Mallet blames Italian clubs for Gower mess

Italy coach Nick Mallett pointed the finger at the country’s two Celtic League clubs, Treviso and Aironi, for landing him with a fly-half headache as he leaves for New Zealand to take part in the World Cup.


South African Mallett will travel without first choice fly-half Craig Gower and with instead two players, Luciano Orquera and Riccardo Bocchino, who have hardly played all season.


Former Australia Rugby League international Gower could not find a club for next season and, having since signed a deal which will see him start with English rugby league side Harlequins in 2012, has forfeited the chance to play at the World Cup.


“That was very frustrating, I know he would have loved to come to the World Cup but it’s simply a problem in the professional era, a player’s got to take the best decision for himself and his family,” said Mallett.


“He’s 33 years old, I thought he was going to finish his career in fifteens (union) and if he’d been given a contract post World Cup in Italy (he would have).


“There were opportunities, especially at Aironi who don’t have a fly-half, and I don’t understand why they didn’t think long-term and give him a year plus one year (contract) because it’s not as though they’ve got a lot of fly-halves and that would have allowed him to come because he’s all right.”


Gower officially pulled out because he said he wasn’t fit enough to take part as he recovers from a knee ligament injury sustained during the November Tests, a claim Mallett contradicted.


“Quite clearly our medical team have got him into the state that he can play but he’s got no future after the World Cup so to come to the World Cup and only get the money for the World Cup and nothing afterwards makes no sense for a person like that,” added Mallett.


“He had a rugby league team who offered him a two-year contract from next season right the way through and it makes sense for him to take that decison.


“From our point of view we’d invested 11 or 12 tests in him and it’s frustrating because he’s a guy who has a lot of experience, not at fifteens, but the more he would have played with us the better he would have got because he’s a guy who played rugby league at a very high level.
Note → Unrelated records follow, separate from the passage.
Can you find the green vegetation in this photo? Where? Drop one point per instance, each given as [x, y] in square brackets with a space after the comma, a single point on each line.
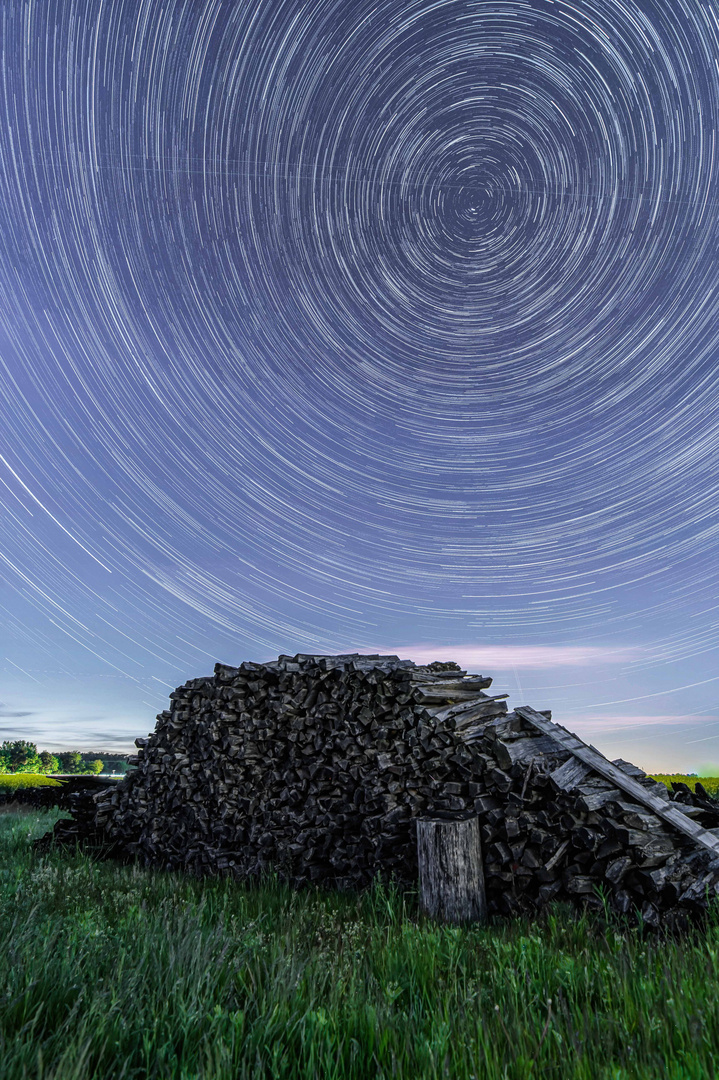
[710, 783]
[116, 972]
[23, 757]
[27, 780]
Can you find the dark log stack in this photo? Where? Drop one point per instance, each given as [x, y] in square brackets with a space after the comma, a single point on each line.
[317, 767]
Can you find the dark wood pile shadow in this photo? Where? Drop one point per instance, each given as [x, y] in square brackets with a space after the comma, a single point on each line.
[317, 768]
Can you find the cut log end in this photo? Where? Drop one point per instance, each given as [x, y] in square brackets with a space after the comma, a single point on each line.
[450, 873]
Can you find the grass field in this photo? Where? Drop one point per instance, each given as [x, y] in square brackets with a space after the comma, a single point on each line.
[119, 972]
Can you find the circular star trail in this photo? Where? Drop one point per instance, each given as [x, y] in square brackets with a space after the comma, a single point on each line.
[334, 323]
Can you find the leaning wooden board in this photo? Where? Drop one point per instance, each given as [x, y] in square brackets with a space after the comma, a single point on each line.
[605, 768]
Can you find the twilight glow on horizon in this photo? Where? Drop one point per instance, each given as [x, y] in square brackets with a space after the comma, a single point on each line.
[338, 326]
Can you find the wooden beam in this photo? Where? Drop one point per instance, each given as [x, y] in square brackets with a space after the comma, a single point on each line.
[450, 873]
[589, 756]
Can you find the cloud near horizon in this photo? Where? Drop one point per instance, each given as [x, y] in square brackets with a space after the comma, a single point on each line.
[606, 723]
[511, 657]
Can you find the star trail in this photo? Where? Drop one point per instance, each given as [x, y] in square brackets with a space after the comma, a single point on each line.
[341, 325]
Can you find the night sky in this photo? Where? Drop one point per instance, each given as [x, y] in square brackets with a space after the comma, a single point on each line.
[347, 325]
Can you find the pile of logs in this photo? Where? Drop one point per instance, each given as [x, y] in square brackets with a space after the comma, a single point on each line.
[317, 768]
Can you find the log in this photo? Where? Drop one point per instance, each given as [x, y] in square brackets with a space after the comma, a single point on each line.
[450, 873]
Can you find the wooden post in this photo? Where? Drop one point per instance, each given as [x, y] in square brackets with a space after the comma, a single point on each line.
[450, 875]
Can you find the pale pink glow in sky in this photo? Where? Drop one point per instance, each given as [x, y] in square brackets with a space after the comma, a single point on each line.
[604, 724]
[511, 657]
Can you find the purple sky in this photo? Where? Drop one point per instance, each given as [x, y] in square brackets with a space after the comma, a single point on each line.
[343, 326]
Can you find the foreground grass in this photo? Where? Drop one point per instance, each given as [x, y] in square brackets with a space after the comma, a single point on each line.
[118, 972]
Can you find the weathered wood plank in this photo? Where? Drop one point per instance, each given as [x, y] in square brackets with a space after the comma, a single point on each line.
[450, 872]
[595, 760]
[569, 774]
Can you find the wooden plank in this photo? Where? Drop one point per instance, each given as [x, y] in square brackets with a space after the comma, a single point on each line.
[569, 774]
[592, 757]
[450, 872]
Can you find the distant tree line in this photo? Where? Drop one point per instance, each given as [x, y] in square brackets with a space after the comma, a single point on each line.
[22, 756]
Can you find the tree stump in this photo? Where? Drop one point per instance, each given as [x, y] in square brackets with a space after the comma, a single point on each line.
[450, 874]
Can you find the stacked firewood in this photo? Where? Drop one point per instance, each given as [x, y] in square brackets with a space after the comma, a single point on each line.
[316, 768]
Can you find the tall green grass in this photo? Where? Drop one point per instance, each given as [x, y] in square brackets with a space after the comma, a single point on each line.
[120, 972]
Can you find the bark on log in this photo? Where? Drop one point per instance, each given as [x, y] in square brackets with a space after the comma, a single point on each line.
[450, 873]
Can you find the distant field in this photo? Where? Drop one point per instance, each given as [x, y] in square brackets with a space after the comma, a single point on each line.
[22, 780]
[710, 783]
[112, 972]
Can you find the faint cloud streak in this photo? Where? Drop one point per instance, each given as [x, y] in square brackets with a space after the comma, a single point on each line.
[526, 657]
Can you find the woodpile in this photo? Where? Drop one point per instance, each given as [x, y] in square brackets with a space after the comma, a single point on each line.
[317, 768]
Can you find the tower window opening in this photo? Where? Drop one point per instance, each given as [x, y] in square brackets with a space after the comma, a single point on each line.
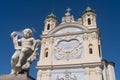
[90, 48]
[46, 54]
[48, 27]
[89, 21]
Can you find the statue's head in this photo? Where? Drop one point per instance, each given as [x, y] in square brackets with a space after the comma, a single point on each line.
[27, 33]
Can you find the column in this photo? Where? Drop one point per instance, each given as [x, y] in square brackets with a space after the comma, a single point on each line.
[87, 73]
[111, 72]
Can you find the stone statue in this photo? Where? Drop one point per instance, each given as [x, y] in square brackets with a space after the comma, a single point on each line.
[25, 51]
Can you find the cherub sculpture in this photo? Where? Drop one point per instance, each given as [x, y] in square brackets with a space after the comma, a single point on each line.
[25, 51]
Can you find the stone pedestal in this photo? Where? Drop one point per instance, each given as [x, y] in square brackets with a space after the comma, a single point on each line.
[16, 77]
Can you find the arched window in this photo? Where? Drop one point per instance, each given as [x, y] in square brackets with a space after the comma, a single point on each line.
[90, 48]
[89, 21]
[46, 53]
[48, 27]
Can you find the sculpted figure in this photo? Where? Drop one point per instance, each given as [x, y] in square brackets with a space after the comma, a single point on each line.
[25, 51]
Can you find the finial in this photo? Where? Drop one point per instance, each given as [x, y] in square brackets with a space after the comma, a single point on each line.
[68, 10]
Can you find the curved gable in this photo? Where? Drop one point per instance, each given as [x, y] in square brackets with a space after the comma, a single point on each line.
[68, 28]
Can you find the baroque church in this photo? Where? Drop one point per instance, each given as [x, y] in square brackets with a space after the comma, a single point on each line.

“Already he gave us a lot of security in defence and attacked the gain line and we’d have improved his kicking game so it’s been a big loss.”


For Mallett the main problem lies in the Italian Federation, which subsidises the two Celtic League teams but does not have enough of a say in picking players for the two clubs.


“The real problem here is the ability of the Italian Federation and the national coach to insist with the Celtic League teams that they have to give a guy a contract,” complained Mallett.


“Because if you go to a World Cup and you need a fly half, we can’t have one of the Celtic League teams saying, ‘no we don’t want this guy’, if we (Italy) need him desperately.


“It’s ridiculous in my view that the Federation pays 60 percent of the coach’s contract, the director of rugby’s contract, the medical staff’s contracts and every player that interests the national side, and yet we’ve got an occasion when we need a player and the final say rests with the Celtic team.


“That’s a situation that can’t work in the future and I’ve spoken with the (Italian Federation) president (Giancarlo Dondi) about that.”